Location
- Adelaide, South Australia Australia

Information
- Type: Co-educational public high school
- Established: 1992
- Principal: Kevin O’Neil
- Grades: R–13
- Enrolment: 1175
- Campus: Urban Campbell Road, Paradise
- Colour(s): Blue, red, white
- Accreditation: CIS, ECIS
- Website: www.ccc.sa.edu.au/

= Charles Campbell College =

Charles Campbell College is divided into three sub-schools which cater for the specific learning needs of each cohort:
- Junior School (Reception to Year 6)
- Middle School (Years 7 to 9)
- Senior School (Years 10 to 12)
The Senior School is a Special Interest High School of over 1100 students ranging from Years 7 to 13, and admits adults through a re-entry programme.
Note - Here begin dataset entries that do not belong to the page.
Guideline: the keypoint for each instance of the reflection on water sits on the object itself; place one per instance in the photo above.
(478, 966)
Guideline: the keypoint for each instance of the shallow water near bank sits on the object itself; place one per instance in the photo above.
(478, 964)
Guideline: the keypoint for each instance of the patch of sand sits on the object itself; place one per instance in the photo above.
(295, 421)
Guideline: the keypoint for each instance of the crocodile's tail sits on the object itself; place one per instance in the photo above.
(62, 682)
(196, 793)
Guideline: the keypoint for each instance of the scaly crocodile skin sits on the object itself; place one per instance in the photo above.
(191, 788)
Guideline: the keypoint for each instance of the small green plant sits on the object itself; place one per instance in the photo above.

It is located in the Eastern suburbs of Adelaide, the capital city of the state of South Australia in Australia.

Charles Campbell College has a specialist sport programme for football, The Australian Football Academy. The ARFA is sponsored by the likes of the Newton Jaguars Netball Club and the Norwood Football Club.
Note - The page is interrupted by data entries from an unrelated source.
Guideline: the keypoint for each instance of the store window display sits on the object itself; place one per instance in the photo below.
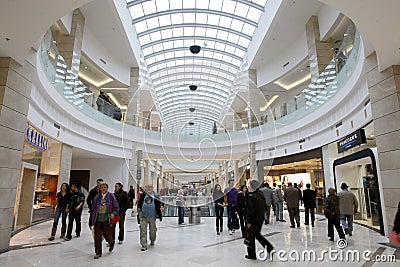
(36, 194)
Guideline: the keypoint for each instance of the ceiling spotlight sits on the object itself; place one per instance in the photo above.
(195, 49)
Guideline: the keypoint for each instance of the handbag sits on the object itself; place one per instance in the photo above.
(116, 217)
(236, 224)
(247, 236)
There are a large number of extra-curricular activities which support students to succeed in high achieving academics as well as chosen electives. Charles Campbell College has regularly participated in numerous competitions and events that are held locally and nationally; allowing students opportunities for success and achievement.

The school amalgamated with the Campbelltown Primary School in 2012 to form the Charles Campbell College.